Releasing the code to manufacturers is one of the last milestones before the official release of any software. After shipping the code to PC makers to install on outgoing computers and to CD-ROM manufacturers for retail sales, there is typically a delay of six to eight weeks before the software is available for purchase. Microsoft has previously announced that the formal release date for Windows 2000 is Feb. 17.
"Today marks an important milestone for Microsoft, the industry and our customers," said Jim Allchin, group vice president of the Windows division, in a conference call. "It's been a three-and-a-half-year journey."
Windows 2000 is the largest development project in the company's history. Although figures are not available on the years-long development project, Microsoft spent $160 million on reliability testing alone, executives said today.
"We're into a billion, would be my guess," said Allchin.

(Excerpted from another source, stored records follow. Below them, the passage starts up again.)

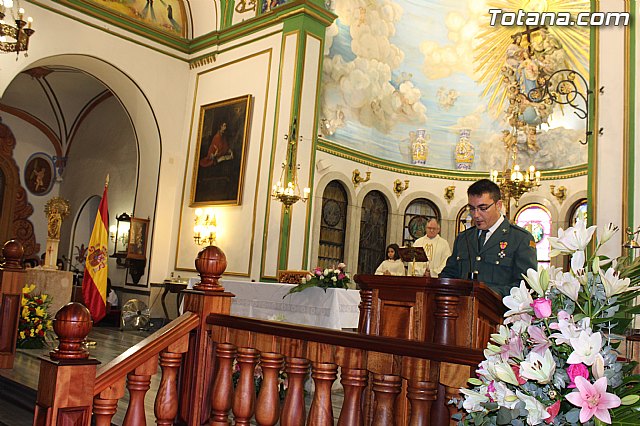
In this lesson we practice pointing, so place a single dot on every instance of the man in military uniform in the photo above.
(493, 251)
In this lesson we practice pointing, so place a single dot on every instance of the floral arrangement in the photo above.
(35, 321)
(324, 278)
(555, 360)
(283, 383)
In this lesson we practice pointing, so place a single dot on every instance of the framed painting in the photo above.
(221, 147)
(39, 174)
(138, 233)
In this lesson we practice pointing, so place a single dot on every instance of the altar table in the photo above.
(337, 308)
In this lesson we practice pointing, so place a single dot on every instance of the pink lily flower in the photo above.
(593, 399)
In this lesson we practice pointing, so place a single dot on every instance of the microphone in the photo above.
(472, 275)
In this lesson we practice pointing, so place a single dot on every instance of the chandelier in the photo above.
(14, 37)
(205, 228)
(512, 181)
(287, 190)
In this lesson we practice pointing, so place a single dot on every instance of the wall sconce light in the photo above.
(449, 193)
(560, 193)
(205, 228)
(398, 188)
(119, 234)
(357, 179)
(287, 190)
(631, 242)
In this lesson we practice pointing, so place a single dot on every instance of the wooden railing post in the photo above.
(11, 283)
(207, 297)
(67, 378)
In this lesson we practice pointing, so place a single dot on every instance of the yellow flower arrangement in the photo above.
(35, 321)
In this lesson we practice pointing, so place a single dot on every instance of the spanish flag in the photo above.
(94, 282)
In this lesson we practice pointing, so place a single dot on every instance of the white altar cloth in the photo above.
(337, 308)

Despite its dominance in the desktop operating system market and the gargantuan development project now behind it, Microsoft still faces somewhat of an uphill battle in marketing Windows 2000, especially in the face of renewed efforts from established high-end Unix products and new competition from Linux-based products.
To get the news out, Microsoft said yesterday it is launching a multimillion-dollar advertising campaign to highlight Windows 2000 and related software used to build e-commerce sites.

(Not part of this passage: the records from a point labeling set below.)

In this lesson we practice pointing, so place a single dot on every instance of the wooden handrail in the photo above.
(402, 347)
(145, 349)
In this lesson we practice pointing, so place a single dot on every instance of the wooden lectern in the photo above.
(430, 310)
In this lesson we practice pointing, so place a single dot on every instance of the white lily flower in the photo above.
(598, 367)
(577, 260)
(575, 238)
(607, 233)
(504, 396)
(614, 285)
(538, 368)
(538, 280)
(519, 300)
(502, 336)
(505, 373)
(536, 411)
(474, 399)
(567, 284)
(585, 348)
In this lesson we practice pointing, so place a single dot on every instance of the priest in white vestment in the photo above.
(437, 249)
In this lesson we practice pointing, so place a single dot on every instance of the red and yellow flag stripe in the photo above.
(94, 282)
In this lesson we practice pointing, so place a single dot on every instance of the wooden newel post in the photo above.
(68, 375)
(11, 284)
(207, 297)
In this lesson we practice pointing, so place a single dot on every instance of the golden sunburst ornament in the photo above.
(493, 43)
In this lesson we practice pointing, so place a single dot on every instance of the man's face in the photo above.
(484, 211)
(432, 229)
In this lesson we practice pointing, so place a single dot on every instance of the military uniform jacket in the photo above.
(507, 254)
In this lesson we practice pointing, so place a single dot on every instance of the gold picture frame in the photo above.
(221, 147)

Responding to complaints about the delays, Allchin said Windows 2000 was not shipped until it was ready. That statement summed up the theme of Microsoft executives today as they defended the company against widespread industry jokes and speculation surrounding the constant missed deadlines that have beset Windows 2000 product development.

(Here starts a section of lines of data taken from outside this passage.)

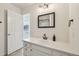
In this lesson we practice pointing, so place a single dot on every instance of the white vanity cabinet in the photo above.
(36, 50)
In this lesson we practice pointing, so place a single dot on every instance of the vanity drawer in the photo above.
(42, 49)
(26, 45)
(60, 53)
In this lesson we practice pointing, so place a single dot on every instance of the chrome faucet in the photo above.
(45, 37)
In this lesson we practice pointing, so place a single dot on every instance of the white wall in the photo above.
(2, 27)
(62, 16)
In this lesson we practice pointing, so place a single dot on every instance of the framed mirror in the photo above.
(46, 20)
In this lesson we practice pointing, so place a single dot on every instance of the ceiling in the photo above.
(23, 5)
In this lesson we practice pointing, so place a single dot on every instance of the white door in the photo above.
(2, 31)
(14, 21)
(74, 28)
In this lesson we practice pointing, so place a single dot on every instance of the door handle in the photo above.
(70, 22)
(9, 34)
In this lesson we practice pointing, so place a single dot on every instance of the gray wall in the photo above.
(62, 16)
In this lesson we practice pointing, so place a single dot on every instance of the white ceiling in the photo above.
(23, 5)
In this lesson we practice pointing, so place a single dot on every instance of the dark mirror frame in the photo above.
(47, 26)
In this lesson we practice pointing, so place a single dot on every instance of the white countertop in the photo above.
(62, 46)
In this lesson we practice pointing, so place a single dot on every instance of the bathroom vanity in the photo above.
(40, 47)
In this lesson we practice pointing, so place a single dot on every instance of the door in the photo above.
(14, 22)
(74, 28)
(2, 32)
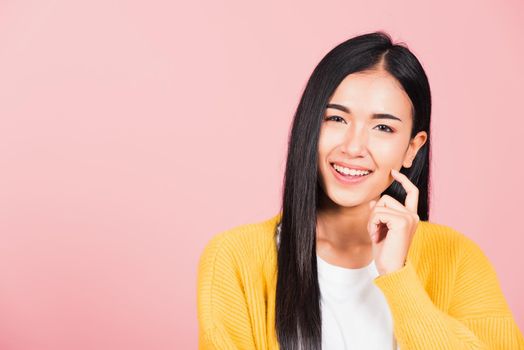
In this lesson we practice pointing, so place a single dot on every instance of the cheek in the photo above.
(389, 154)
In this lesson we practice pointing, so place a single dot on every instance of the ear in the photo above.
(414, 145)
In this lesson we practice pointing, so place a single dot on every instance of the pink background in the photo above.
(131, 132)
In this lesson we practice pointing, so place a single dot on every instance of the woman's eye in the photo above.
(387, 128)
(335, 117)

"We always said we would not ship until it's ready," said Brian Valentine, senior vice president of the Windows Division. "Today we believe it's ready."
Valentine noted that most of Microsoft's internal computers now are running on Windows 2000.
"It took us a while to get here, but that's because we were not ready to compromise," Valentine said, promising that the first version of the operating system will not need service packs or bug fixes like other software releases.
"Windows 2000 is by far the fastest Windows operating system ever," he added, boasting that benchmark tests indicate that Windows 2000 Server outperforms comparable operating systems.
Unlike previous operating systems from the company, including Windows NT, Windows 95 and Windows 98, Windows 2000 is designed to offer the necessary security, reliability and manageability to allow companies to run e-commerce Web sites, for example, the company said. Windows 2000 will be available in four versions: Windows 2000 Professional, for desktop users; Windows 2000 Server; Windows 2000 Advanced Server; and Windows 2000 Data Server, which will not be available on Feb. 17.
In addition to back-end enhancements, Windows 2000 also offers support for popular client-side technologies, bringing Microsoft up to date with advances in peripheral connection technologies, Internet connection advancements and support for notebook computers.
For example, Windows 2000 is the first Windows NT-based operating system to offer support for USB and IEEE peripherals, two technologies that significantly simplify connection of peripherals to PCs.
Microsoft today also announced new companies that have been running their organizations on Windows 2000, including the Phoenix Suns basketball team, Arizona Diamondbacks baseball team, Ubid.com and Wells Fargo.
"Windows 2000 has already had a positive impact on [these firms'] bottom line," said Deborah Willingham, vice president of the business enterprise division. "This is so much more than just a Microsoft event--it reflects the industry working together."
Although Windows 2000 is specifically designed for business use, Allchin confirmed that eventually all Microsoft desktop operating systems will be based on the Windows 2000 code. The next consumer operating system, code-named Millennium, is based on Windows 98 code, he said.